Figure 2: First use case – charging the car
When a user encounters issues with a station, they do not always know what the error codes mean or who to contact for help. Through our application, the user can indicate the brand of the station and the error code on the screen. Possible solutions will then be displayed and contact with a technician will be proposed if the error is not listed.
Figures 3 and 4: Second use case – sending an error report to the technician
If the user has never owned a charging station, our application can offer a preview of it. The user will be able to see what the installation of a charging station looks like at home and will become familiar with the use of this station in advance.
Figure 5: Visualisation of the charging station
This application uses several technologies. Additionally, we used various tools to develop the application.
Figure 6: Connections between the tools (green boxes indicate the tools used)
The use of model recognition requires 3D models of the charging stations, which we do not possess. Thus, we must model the stations. The modelling of an object can be achieved using a 3D scanner, which can provide more detail but is also extremely expensive.
With the development of image processing techniques, we now have an alternative: photogrammetry. This method offers a solution to model an object using photographs of it. All that is required is photographs of the object from various angles, which are then processed using software, for example, Meshroom (open-source photogrammetry software).
Figure 7: The photogrammetry process
After obtaining the initial model, it must still be processed because it is often not usable directly after photogrammetry. The retopology is achieved using PC software, such as Blender or Catia. We used Blender, which is open source and is very powerful. It can create linear or non-linear animations and videos. Moreover, it can handle lighting by ambient occlusion and radiosity. It can even simulate realistic fluids, smoke and fire. For example, the movies Spider-Man 2 and Captain America were created using Blender. Furthermore, NASA and Ubisoft have chosen Blender for their 3D models.
Figures 8 and 9: Models of our charging stations
Augmented reality (AR) is the basis of our application. It is used to recognise charging stations, position instructions, and provide navigation.
There are many APIs available to realise AR, such as ARCore by Google, ARKit by Apple, and Vuforia by PTC. Among the APIs, ARCore and ARKit are primarily used to develop mobile games such as Pokémon GO, and Vuforia is often used in the industry. Thus, we chose Vuforia for our application.

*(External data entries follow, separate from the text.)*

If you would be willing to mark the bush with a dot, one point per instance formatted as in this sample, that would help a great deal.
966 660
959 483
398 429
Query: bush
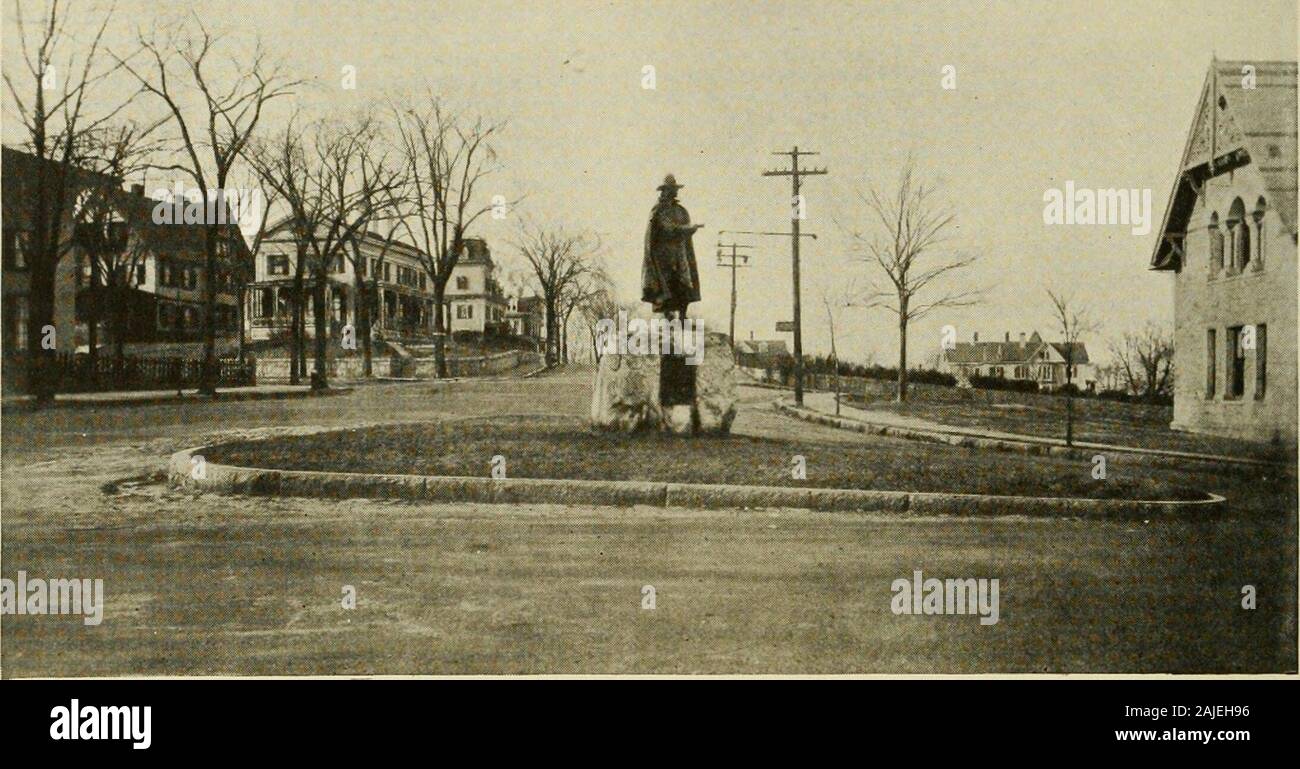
1004 383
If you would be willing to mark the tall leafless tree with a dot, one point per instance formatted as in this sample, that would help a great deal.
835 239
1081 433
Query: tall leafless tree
906 238
215 108
109 229
558 259
1073 322
1144 361
445 157
334 190
53 98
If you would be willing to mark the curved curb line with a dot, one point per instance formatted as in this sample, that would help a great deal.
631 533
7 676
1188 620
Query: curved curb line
966 441
450 489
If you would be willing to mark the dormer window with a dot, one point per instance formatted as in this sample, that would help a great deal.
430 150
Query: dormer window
1261 207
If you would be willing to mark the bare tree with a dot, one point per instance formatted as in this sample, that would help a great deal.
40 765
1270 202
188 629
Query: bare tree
245 268
52 99
558 259
1073 322
1145 361
445 156
282 164
835 302
109 227
908 239
212 137
601 304
336 190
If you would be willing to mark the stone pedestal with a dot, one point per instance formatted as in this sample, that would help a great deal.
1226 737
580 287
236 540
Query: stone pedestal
631 391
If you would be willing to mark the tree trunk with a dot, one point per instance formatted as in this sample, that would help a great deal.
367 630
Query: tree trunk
902 351
121 320
242 295
363 325
440 327
40 361
208 378
320 317
551 331
1069 404
92 303
298 348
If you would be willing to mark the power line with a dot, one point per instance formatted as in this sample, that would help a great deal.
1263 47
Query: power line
796 176
733 263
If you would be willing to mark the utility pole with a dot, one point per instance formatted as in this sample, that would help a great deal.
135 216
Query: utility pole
733 265
796 174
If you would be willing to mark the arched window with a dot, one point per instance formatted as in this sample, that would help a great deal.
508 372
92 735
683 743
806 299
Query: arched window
1239 238
1216 244
1261 207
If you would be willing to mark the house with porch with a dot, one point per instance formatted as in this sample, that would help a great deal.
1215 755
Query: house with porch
1229 242
1028 359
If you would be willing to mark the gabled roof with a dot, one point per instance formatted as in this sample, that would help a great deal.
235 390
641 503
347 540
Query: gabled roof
475 251
768 347
21 172
1080 352
1253 126
1010 352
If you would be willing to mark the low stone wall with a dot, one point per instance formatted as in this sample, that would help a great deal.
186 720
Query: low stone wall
274 370
486 365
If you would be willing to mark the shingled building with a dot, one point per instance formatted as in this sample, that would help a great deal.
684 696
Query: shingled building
1229 238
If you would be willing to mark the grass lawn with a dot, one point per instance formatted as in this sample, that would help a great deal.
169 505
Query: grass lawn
1043 416
563 447
225 585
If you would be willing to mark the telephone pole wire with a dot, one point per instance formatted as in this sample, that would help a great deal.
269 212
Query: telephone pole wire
733 263
797 213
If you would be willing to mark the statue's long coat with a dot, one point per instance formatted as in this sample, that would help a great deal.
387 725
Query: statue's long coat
670 278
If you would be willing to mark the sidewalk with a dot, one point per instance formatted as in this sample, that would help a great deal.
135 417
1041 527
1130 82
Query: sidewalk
904 426
11 403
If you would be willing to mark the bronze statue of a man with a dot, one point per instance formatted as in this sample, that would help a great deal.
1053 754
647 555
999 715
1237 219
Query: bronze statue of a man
670 279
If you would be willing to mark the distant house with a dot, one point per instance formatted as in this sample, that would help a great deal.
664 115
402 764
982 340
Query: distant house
475 299
761 353
401 292
21 173
527 317
163 277
148 289
1229 237
1026 359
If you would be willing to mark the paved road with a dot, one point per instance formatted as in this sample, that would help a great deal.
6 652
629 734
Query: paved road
219 585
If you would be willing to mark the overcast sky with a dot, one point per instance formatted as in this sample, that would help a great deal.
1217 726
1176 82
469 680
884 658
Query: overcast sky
1045 92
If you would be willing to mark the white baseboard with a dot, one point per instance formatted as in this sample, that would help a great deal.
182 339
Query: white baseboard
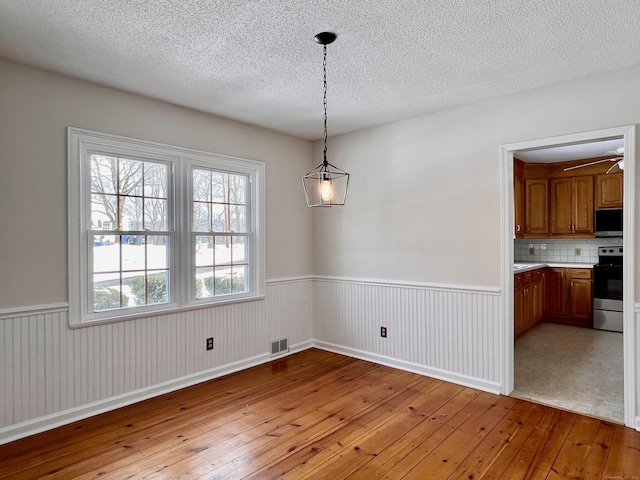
47 422
472 382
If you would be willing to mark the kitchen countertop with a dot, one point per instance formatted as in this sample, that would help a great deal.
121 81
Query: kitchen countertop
519 267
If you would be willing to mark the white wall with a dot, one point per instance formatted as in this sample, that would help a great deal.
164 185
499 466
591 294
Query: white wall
50 373
424 211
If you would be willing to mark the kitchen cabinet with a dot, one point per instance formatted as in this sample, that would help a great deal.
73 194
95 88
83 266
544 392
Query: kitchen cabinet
568 296
518 200
536 298
580 295
536 206
527 300
554 294
571 206
609 190
518 305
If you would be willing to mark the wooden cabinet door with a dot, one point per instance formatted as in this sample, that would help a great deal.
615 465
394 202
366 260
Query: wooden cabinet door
555 286
536 298
518 307
560 207
580 299
609 190
580 295
536 206
582 204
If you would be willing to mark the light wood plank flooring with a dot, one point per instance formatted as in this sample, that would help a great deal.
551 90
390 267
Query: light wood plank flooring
318 415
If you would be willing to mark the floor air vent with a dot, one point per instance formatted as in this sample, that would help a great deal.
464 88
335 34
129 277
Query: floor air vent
279 346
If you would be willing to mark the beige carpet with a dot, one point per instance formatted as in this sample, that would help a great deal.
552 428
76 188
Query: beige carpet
572 368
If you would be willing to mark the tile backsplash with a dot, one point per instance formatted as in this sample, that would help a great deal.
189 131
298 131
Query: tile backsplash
561 249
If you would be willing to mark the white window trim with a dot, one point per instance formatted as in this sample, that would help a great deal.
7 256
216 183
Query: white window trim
80 143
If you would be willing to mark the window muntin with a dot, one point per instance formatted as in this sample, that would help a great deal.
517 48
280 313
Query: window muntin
153 235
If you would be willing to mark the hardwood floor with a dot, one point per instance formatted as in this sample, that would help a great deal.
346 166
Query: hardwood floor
319 415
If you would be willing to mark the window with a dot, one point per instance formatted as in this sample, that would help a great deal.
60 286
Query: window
156 228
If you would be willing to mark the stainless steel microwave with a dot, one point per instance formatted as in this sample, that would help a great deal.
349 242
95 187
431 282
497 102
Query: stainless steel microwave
608 222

Figure 10: APIs of augmented reality
To facilitate the development of the application, we used a graphic engine. There are two main graphics engines on the market: Unity3D and Unreal Engine. Both engines are similar in terms of functionality, i.e., they can create video games, applications, or movies. However, Unreal Engine is heavier (the size of an empty project is approximately2 GB) due to its strong image processing capacity, which we have no use for. Thus, we chose Unity3D (empty project 100 MB).
Figure 11: Graphic engines
The AR4EV application is an exploratory work in the field of augmented reality. Here, we present the initial version of our application. Several features have been realised:
- Visualisation of the charging station
- Recognition of the charging station
- Charging process for an electric vehicle
- Sending of the error report
This prototype shows satisfactory operation. Thus, we can think about applications in other fields, such as energy or health.
In the future, the capabilities of this tool can be extended. For example, a specific version of the application could be created for technicians, so that they can have more details on a terminal that they intervene on. We will also attempt to apply digital twins in our application, which would allow us to connect with a charging station and inspect the status of that station.